This issue has been mentioned on NixOS Discourse. There might be relevant details there:

https://discourse.nixos.org/t/zurich-23-05-zhf-hackathon-and-workshop-report/29093/1

tomberek commented 1 year ago

With https://github.com/NixOS/nix/pull/8369 the largest pieces of internal re-configuring are done. This means the internal representations are ready to accommodate the user-facing changes of a new primop: https://github.com/NixOS/nix/pull/8813

Stay tuned for more exciting chagnes!

nixos-discourse commented 1 year ago

This issue has been mentioned on NixOS Discourse. There might be relevant details there:

https://discourse.nixos.org/t/2023-08-25-nix-team-meeting-minutes-82/32283/1

nixos-discourse commented 1 year ago

This issue has been mentioned on NixOS Discourse. There might be relevant details there:

https://discourse.nixos.org/t/nixcon-governance-workshop/32705/9

roberth commented 8 months ago

If a dynamic derivation A performs nix derivation add B, does that create a "deriver" relation between two .drv store paths? Technically it could, but I don't think it should, because

So while we could consider such deriver rows to be valid, adding them consistently is probably more trouble than it's worth.

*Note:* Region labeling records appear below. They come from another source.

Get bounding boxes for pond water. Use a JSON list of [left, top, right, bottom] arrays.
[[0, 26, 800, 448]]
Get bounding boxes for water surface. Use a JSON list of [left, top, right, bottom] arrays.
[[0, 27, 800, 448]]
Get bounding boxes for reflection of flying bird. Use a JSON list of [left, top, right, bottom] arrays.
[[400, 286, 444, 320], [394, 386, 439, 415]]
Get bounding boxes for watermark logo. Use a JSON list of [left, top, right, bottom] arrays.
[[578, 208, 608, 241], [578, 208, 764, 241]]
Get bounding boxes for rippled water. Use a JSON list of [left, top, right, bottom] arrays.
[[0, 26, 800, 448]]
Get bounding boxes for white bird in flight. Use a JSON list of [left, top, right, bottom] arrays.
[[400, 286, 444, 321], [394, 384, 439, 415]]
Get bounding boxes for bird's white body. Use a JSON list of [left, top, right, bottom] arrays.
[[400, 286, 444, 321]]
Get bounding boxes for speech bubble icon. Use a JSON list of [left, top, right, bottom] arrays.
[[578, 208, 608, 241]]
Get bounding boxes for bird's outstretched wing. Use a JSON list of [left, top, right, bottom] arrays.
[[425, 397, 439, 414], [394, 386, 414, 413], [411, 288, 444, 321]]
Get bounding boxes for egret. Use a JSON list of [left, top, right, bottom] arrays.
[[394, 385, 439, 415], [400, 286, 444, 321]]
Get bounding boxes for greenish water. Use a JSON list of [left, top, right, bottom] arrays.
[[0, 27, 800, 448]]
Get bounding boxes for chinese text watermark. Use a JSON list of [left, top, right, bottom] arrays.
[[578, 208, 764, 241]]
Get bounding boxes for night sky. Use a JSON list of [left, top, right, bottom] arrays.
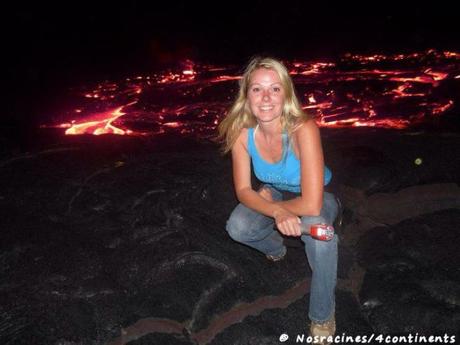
[[2, 0, 460, 132]]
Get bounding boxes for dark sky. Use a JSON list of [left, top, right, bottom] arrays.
[[1, 0, 460, 127]]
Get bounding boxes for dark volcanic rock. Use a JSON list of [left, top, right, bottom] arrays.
[[358, 210, 460, 335]]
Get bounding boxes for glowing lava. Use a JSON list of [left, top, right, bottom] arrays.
[[43, 50, 460, 137]]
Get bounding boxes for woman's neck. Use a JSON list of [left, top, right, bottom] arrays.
[[256, 122, 283, 141]]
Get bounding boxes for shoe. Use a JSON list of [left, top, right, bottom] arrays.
[[310, 312, 335, 345], [265, 249, 287, 262]]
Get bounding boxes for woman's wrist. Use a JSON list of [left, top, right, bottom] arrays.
[[272, 202, 284, 218]]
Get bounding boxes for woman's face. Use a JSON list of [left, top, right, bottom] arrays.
[[247, 68, 285, 123]]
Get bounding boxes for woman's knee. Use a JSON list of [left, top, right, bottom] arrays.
[[225, 213, 248, 242]]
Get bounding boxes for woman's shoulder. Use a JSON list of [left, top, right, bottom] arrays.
[[293, 119, 319, 138]]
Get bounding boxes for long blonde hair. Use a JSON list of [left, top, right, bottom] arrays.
[[218, 57, 309, 153]]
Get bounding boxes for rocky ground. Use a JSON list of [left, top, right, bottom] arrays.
[[0, 120, 460, 345]]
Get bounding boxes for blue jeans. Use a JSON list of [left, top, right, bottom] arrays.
[[226, 185, 338, 322]]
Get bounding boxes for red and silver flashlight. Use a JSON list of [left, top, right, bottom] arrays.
[[300, 223, 334, 241]]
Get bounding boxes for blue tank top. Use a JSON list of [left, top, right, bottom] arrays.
[[248, 128, 332, 193]]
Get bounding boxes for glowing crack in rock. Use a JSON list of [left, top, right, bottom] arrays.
[[42, 50, 460, 138]]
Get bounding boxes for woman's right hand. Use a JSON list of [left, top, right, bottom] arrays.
[[273, 208, 301, 237]]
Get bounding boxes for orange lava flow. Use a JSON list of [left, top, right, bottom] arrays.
[[42, 50, 460, 137]]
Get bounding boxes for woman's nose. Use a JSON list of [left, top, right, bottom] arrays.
[[262, 90, 270, 100]]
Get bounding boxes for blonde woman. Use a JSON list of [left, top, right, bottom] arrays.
[[219, 58, 338, 343]]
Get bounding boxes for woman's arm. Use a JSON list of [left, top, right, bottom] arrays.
[[275, 120, 324, 216]]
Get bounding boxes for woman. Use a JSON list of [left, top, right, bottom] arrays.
[[219, 58, 338, 337]]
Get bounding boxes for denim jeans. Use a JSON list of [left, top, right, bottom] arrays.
[[226, 185, 338, 322]]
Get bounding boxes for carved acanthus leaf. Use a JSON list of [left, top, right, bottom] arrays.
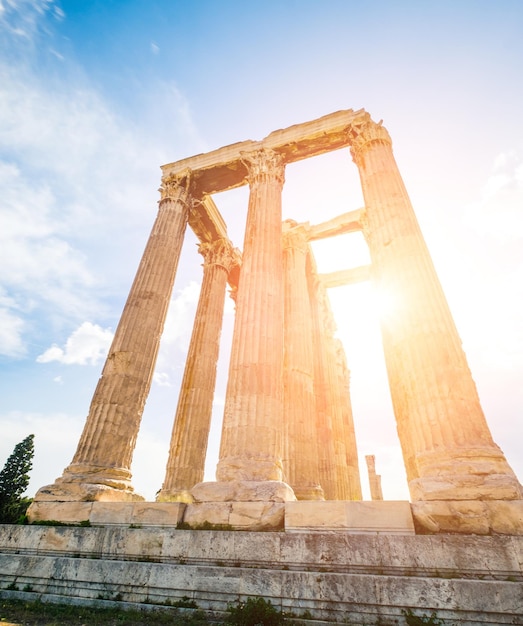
[[158, 170, 192, 202], [347, 120, 392, 166], [198, 238, 241, 272], [242, 148, 285, 185]]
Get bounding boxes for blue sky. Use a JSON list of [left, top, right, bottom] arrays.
[[0, 0, 523, 499]]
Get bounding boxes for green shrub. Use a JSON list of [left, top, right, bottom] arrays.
[[225, 598, 285, 626], [402, 609, 444, 626]]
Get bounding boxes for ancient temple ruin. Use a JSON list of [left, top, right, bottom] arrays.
[[29, 110, 523, 534]]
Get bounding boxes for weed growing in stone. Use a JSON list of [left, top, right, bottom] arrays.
[[225, 598, 285, 626], [401, 609, 445, 626]]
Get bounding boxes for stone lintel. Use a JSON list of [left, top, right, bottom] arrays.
[[307, 209, 365, 241], [161, 109, 370, 195], [285, 500, 414, 535], [318, 265, 371, 289]]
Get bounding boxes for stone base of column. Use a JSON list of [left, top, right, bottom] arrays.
[[409, 448, 523, 501], [156, 489, 194, 504], [30, 465, 145, 502], [184, 480, 296, 531], [411, 500, 523, 535]]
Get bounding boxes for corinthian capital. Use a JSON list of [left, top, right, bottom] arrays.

We should still have a deriver row for A and B, and I believe that's enough for querying any relevant paths through the combined deriver and reference graphs.

TODO

physics-enthusiast commented 6 months ago

Does closureInfo still get every single derivation that is involved in a build with this?

roberth commented 6 months ago

@physics-enthusiast

Consider the following derivations:

I wouldn't expect it to list B to list A, because A.out need not have a reference to A. Note also that exportReferenceGraph works on the references relation, which for "normal" inputs only contains outputs, maybe some constant paths (such as "${./script.sh}"), but rarely actual .drv files. The deriver relation is impure and is not included by exportReferenceGraph.

So, probably not, but this should be checked and documented.

physics-enthusiast commented 6 months ago

I wouldn't expect it to list B to list A, because A.out need not have a reference to A.

Could a case not be made for including a reference to A.drv in A.out? Any derivation referencing A.out must first have a reference to A, and from a dependency tracking perspective A must build for A.out to exist (and hence build) so I think arguably A is still a build-time dependency. This is especially important if you are trying to do something like backing up all FODs needed to build a particular package, since the content of A.out might depend on the result of some FOD. The exportReferencesGraph resolver could stop at the dynamic derivations if the original query was not to a derivation (so that someone trying to get run-time dependencies doesn't accidentally pull the whole build-time closure) , since drvs have no run-time dependencies.

physics-enthusiast commented 6 months ago

Actually, having thought about it further, maybe dynamic derivations should not be allowed to be fixed-output at all. Even with CA derivations, a FOD dynamically generated by a nondeterministic derivation is not guarenteed to be reproducible from source. You could for example code in several possible URLs and their respective hashes, and then have A pick one at random to generate the A.out FOD, which could in turn produce completely different outputs. Content addressing preserves reproducibility within a single Trust DB (so between rebuilds within a system, and between systems sharing a binary cache), but someone independently building the exact same expression could in theory end up with an entirely different realisation.

Dessix commented 6 months ago

@physics-enthusiast Isn't that why FODs require a hash as one of their parameters, to verify that they were reproduced?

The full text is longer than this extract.